Sony Ericsson XPERIA Arc review: Android de Triumph
Controls and construction
Below the Sony Ericsson XPERIA Arc display we find the same three keys as on the X10. You get a Back button, a Home key that brings up recently used apps tab upon a long press and a Menu key.
The three keys we mentioned are all well defined, so even if a bit thin, they’re unlikely to pose a problem.
Above the display we find the proximity sensor and the earpiece. Sony Ericsson initially claimed there should also be an ambient-light sensor present here, but automatic brightness control was not enabled on either this test handset or the pre-release unit we had earlier.
The left side of the XPERIA Arc holds the 3.5mm standard audio jack.
The tiny power key and the microHDMI port are on top of the Sony Ericsson XPERIA Arc. The power key is too small to be comfortable, though being slightly raised helps a bit. It certainly takes some time getting used to.
Unfortunately, an HDMI cable isn’t supplied in the box so you will need to grab one yourselves if you are into streaming your photos and videos to an HDTV.

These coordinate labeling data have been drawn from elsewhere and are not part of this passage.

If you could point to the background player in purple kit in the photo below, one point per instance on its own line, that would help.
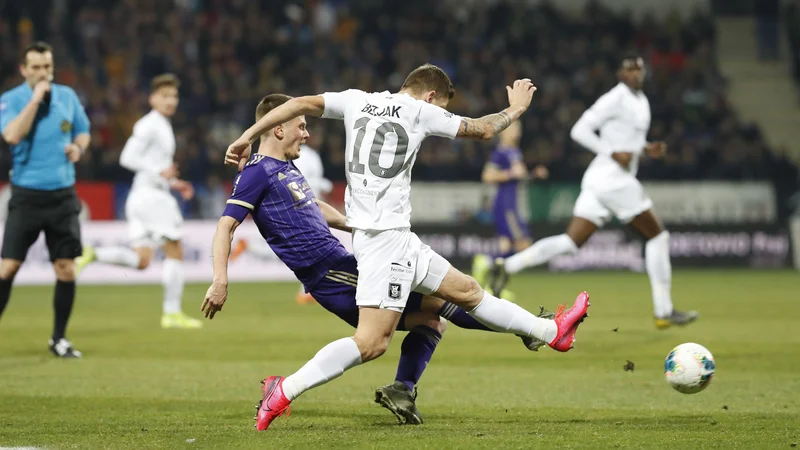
(506, 170)
(296, 226)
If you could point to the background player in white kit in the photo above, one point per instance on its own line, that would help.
(153, 215)
(609, 186)
(310, 165)
(384, 132)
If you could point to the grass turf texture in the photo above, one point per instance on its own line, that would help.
(142, 387)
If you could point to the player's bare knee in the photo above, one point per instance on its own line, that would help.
(371, 347)
(173, 250)
(9, 268)
(145, 255)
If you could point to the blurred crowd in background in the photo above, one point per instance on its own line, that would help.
(230, 53)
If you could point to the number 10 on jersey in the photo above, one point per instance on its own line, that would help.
(376, 149)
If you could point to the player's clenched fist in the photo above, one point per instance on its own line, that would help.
(216, 295)
(237, 150)
(521, 93)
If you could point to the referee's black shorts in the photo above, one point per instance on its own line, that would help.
(31, 211)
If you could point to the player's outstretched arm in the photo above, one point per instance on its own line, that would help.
(220, 252)
(313, 105)
(334, 218)
(487, 127)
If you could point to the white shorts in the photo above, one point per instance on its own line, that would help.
(625, 203)
(153, 216)
(391, 264)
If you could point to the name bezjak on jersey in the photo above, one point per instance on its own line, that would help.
(387, 111)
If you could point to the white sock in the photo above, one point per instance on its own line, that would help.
(506, 317)
(172, 280)
(659, 269)
(119, 256)
(262, 250)
(329, 363)
(539, 253)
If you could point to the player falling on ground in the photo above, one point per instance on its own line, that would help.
(310, 165)
(506, 169)
(609, 186)
(384, 132)
(153, 215)
(295, 225)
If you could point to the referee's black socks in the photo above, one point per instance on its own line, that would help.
(5, 293)
(63, 300)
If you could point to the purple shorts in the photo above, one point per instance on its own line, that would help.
(336, 292)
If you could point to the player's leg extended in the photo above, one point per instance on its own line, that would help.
(173, 281)
(659, 269)
(425, 330)
(498, 314)
(372, 337)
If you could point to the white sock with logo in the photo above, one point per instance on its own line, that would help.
(659, 269)
(506, 317)
(328, 364)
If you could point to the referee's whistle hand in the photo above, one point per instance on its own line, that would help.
(73, 152)
(41, 88)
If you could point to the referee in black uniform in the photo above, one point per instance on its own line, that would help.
(47, 131)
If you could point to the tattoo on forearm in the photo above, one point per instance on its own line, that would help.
(479, 128)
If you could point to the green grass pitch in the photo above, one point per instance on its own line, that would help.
(142, 387)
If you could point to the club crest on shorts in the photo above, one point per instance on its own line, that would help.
(395, 292)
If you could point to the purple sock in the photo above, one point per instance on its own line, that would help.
(415, 353)
(460, 318)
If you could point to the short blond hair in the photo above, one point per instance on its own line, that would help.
(165, 80)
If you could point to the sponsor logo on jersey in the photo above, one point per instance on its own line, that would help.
(395, 291)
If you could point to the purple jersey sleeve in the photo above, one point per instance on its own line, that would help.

The XPERIA Arc’s microUSB port is in the top right corner with a status LED above. The thin volume rocker is below and the miniscule camera key is all the way at the bottom. Considering the solid imaging potential of the XPERIA Arc we would have definitely preferred a larger and more convenient shutter key. This one is too small and placed too close to the corner. On a second thought however, most of the Arc’s direct competitors don’t even have a camera key (think iPhone 4, Optimus 2X and Galaxy S II).
What we are more concerned with is the location of the 8 megapixel camera lens on the back. Too close to the edge, it is extremely likely to get covered by a finger when holding the handset in a position to shoot. You have to be extremely careful not to ruin your shots. That’s a problem with the iPhone 4 too.

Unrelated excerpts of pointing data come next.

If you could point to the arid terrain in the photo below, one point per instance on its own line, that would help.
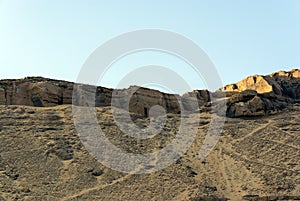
(42, 157)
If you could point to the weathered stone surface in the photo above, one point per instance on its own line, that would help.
(42, 92)
(260, 95)
(253, 96)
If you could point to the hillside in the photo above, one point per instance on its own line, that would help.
(258, 153)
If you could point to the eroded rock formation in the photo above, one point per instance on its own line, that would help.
(260, 95)
(253, 96)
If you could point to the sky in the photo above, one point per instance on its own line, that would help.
(54, 38)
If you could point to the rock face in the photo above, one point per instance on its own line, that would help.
(254, 96)
(260, 95)
(42, 92)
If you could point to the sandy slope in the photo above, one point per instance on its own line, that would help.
(42, 158)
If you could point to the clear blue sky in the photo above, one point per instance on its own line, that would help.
(53, 38)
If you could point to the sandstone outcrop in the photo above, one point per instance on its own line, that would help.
(43, 92)
(261, 95)
(254, 96)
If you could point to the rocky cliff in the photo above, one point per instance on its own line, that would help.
(43, 92)
(253, 96)
(260, 95)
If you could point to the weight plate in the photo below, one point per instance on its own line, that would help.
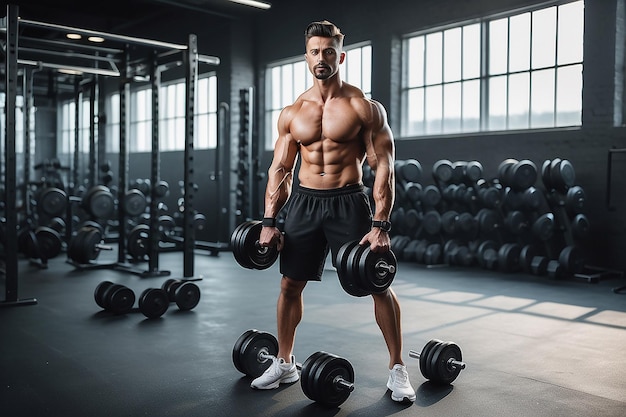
(306, 374)
(134, 202)
(449, 221)
(522, 174)
(411, 170)
(566, 176)
(153, 302)
(100, 291)
(432, 222)
(539, 265)
(258, 257)
(442, 170)
(237, 349)
(575, 200)
(167, 285)
(515, 221)
(424, 368)
(252, 364)
(545, 174)
(376, 270)
(508, 257)
(442, 373)
(120, 299)
(187, 296)
(420, 249)
(52, 202)
(473, 171)
(344, 270)
(580, 226)
(49, 242)
(430, 196)
(327, 392)
(526, 256)
(543, 227)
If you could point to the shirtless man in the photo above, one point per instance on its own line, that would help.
(333, 127)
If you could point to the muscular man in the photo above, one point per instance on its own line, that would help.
(333, 127)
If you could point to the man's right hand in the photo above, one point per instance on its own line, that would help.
(271, 236)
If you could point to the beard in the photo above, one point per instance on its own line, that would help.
(325, 74)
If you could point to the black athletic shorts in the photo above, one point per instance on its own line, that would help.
(319, 220)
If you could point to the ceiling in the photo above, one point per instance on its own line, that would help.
(42, 34)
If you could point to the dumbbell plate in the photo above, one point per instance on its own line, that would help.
(424, 357)
(100, 291)
(249, 351)
(153, 302)
(323, 388)
(441, 373)
(187, 296)
(308, 367)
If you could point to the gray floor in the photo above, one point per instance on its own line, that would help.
(532, 346)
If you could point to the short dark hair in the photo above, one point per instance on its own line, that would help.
(324, 29)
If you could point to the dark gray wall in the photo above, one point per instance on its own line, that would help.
(587, 147)
(246, 46)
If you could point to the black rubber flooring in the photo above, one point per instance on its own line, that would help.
(533, 347)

The loudspeaker grill is the other thing of note at the back. It’s placed on the other end of the backplate and due to the phone’s curved design it won’t get muffed too easily.
Removing the battery cover reveals the non-hot-swappable microSD slot, the SIM slot and the second microphone pinhole, used in active noise cancelation during calls.
The Arc’s battery capacity is 1500 mAh and it’s said to last for up to 430 hours of stand-by or up to 7 hours of talk time.
In actual usage, we managed to squeeze just over two days of moderate-to-heavy use (a few calls, an hour of browsing and an hour of gaming per day plus the occasional shot).
In conclusion, the general handling of the Sony Ericsson XPERIA Arc is decent, though the sleek design poses some usability questions. The tiny shutter key, the non-hot-swappable microSD card and the lack of auto-brightness are our biggest grudges with the Arc.
The inward curve makes the handset pretty comfortable to hold. It doesn’t sit as nicely in your hand as the Sony Ericsson smartphones that use the human curvature design (outward curve), but the phone’s suave elegance more than makes up for that.